Kenneth Monfort said he focuses on the Ballpark neighborhood because it’s where he can have the most impact. But it doesn’t come without its challenges.
“There are a disproportionate amount of historic buildings, and organizations like to preserve them,” he said. “We’ve done a nice job of being thoughtful around that and preserving the facades, but it adds a layer of complexities and costs.”
Anywhere there’s an arena, people are building a village around it.

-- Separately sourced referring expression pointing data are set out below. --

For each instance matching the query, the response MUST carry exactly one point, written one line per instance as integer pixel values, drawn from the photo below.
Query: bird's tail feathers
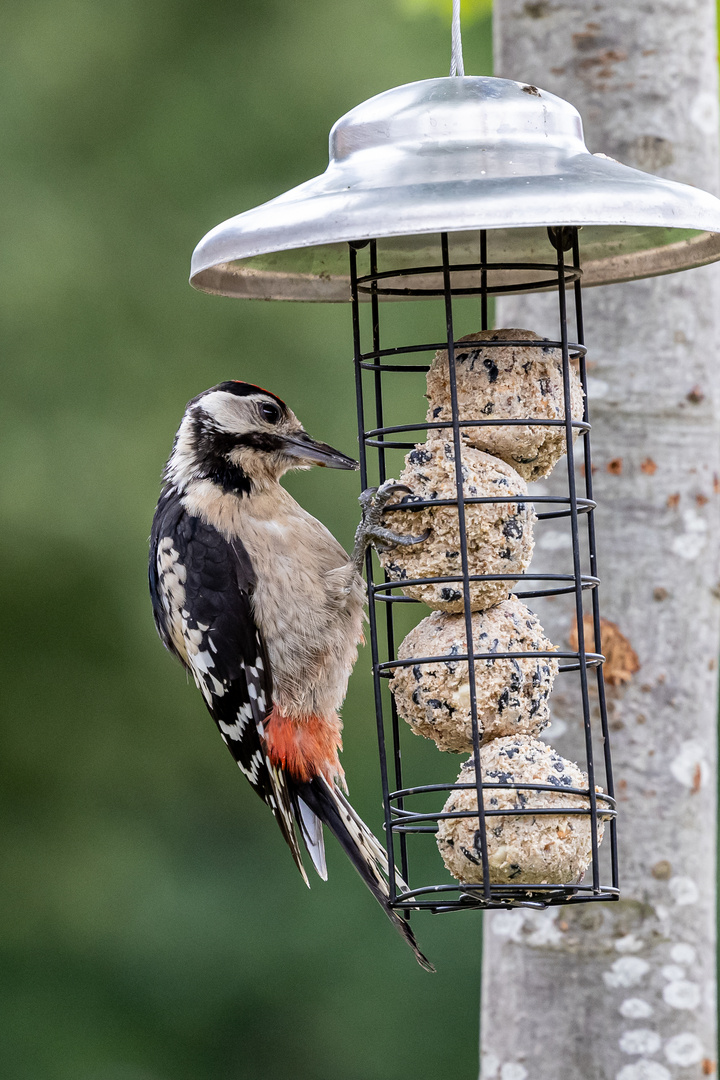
(311, 831)
(327, 804)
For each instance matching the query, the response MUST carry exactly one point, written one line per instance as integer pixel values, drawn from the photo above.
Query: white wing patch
(191, 639)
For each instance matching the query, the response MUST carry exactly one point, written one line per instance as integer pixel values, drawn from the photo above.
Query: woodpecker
(263, 607)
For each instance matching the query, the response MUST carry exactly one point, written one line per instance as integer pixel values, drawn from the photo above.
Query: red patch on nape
(304, 746)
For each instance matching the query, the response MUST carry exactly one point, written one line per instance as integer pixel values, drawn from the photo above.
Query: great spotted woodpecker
(265, 609)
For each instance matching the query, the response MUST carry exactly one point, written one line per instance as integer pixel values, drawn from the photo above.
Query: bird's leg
(374, 501)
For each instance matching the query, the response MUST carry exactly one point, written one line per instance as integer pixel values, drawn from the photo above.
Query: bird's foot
(370, 530)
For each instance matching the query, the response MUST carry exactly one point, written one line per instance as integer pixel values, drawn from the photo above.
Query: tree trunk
(626, 991)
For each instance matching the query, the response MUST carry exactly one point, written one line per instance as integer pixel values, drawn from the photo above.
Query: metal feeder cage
(446, 189)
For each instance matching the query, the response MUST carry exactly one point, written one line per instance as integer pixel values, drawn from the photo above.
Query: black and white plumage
(263, 607)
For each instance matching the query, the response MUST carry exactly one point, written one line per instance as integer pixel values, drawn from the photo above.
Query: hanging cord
(457, 66)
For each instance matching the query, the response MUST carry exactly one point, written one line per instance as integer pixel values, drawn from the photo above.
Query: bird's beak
(303, 448)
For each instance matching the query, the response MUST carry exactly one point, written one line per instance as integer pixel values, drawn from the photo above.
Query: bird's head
(242, 437)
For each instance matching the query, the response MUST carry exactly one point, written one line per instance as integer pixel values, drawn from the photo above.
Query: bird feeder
(442, 190)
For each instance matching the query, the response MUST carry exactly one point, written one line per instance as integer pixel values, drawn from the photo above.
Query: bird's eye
(270, 413)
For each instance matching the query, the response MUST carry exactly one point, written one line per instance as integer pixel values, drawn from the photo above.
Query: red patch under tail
(306, 746)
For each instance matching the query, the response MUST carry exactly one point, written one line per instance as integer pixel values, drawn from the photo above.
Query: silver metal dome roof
(454, 156)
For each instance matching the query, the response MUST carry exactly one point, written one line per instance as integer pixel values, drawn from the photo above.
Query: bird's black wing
(201, 588)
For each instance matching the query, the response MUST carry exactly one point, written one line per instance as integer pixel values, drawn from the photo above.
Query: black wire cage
(375, 367)
(473, 187)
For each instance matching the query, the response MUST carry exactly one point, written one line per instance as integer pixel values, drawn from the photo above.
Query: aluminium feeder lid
(454, 156)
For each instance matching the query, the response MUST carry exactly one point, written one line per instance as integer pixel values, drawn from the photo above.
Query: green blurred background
(153, 926)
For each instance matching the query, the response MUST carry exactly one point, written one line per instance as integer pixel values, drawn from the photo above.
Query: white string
(457, 66)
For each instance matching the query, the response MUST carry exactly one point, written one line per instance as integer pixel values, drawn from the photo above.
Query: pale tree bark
(626, 991)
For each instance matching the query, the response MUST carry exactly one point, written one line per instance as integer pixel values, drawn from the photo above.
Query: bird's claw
(374, 501)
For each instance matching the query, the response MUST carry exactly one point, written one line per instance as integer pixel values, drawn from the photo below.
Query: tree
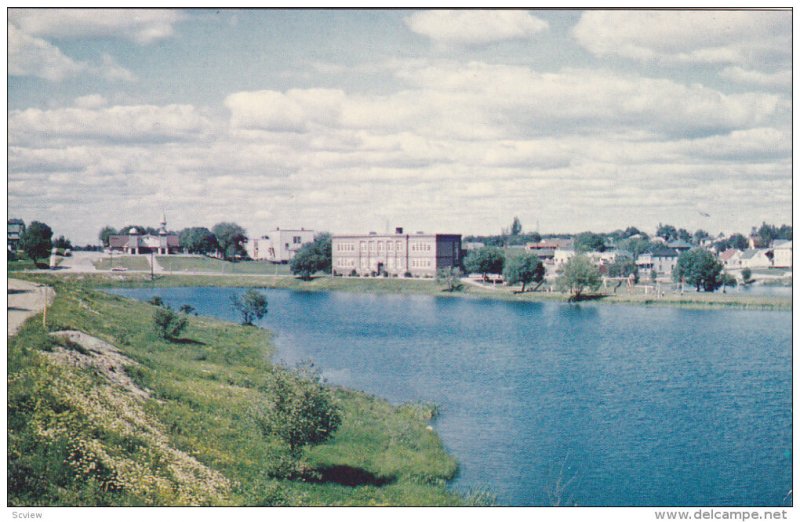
(580, 274)
(313, 257)
(198, 240)
(524, 269)
(300, 410)
(699, 268)
(451, 278)
(62, 243)
(105, 233)
(590, 242)
(251, 305)
(167, 324)
(230, 238)
(486, 260)
(36, 241)
(516, 227)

— Dick Monfort, Rockies co-owner and CEO
If he expands his scope beyond the Ballpark neighborhood to the 24-block area surrounding Coors Field, Monfort would encounter a new set of challenges — surface parking lots that have been passed down through generations and now have as many as 15 partners.
“That makes it difficult to get a deal done,” he said. “That’s been a barrier to entry for developers like us.”
While Coors Field has been a catalyst for redevelopment in the surrounding area, it’s crucial to consider how it benefits downtown as a whole, said Wellington Webb, who was Denver’s mayor at the time the ballpark was built.
While some cities, like Chicago and New York, have their sports teams scattered throughout the metro area, Denver is fortunate — and smart — to have the Broncos, Avalanche, Nuggets and Rockies all in the city’s center and accessible by public transportation.
“We need our sports teams downtown to provide that core for the city,” Webb said. “Coors Field was the last important piece put into the downtown development.”
Webb, who is concerned that the Broncos’ new ownership may relocate the football team out of the city, said the pandemic dealt a blow to downtown when remote work took people out of the city center and the homeless population exploded, it’s important to improve safety to get activity to return.
“We need to make sure our city is safe in every neighborhood — especially downtown,” he said. “Let’s get the swag back.”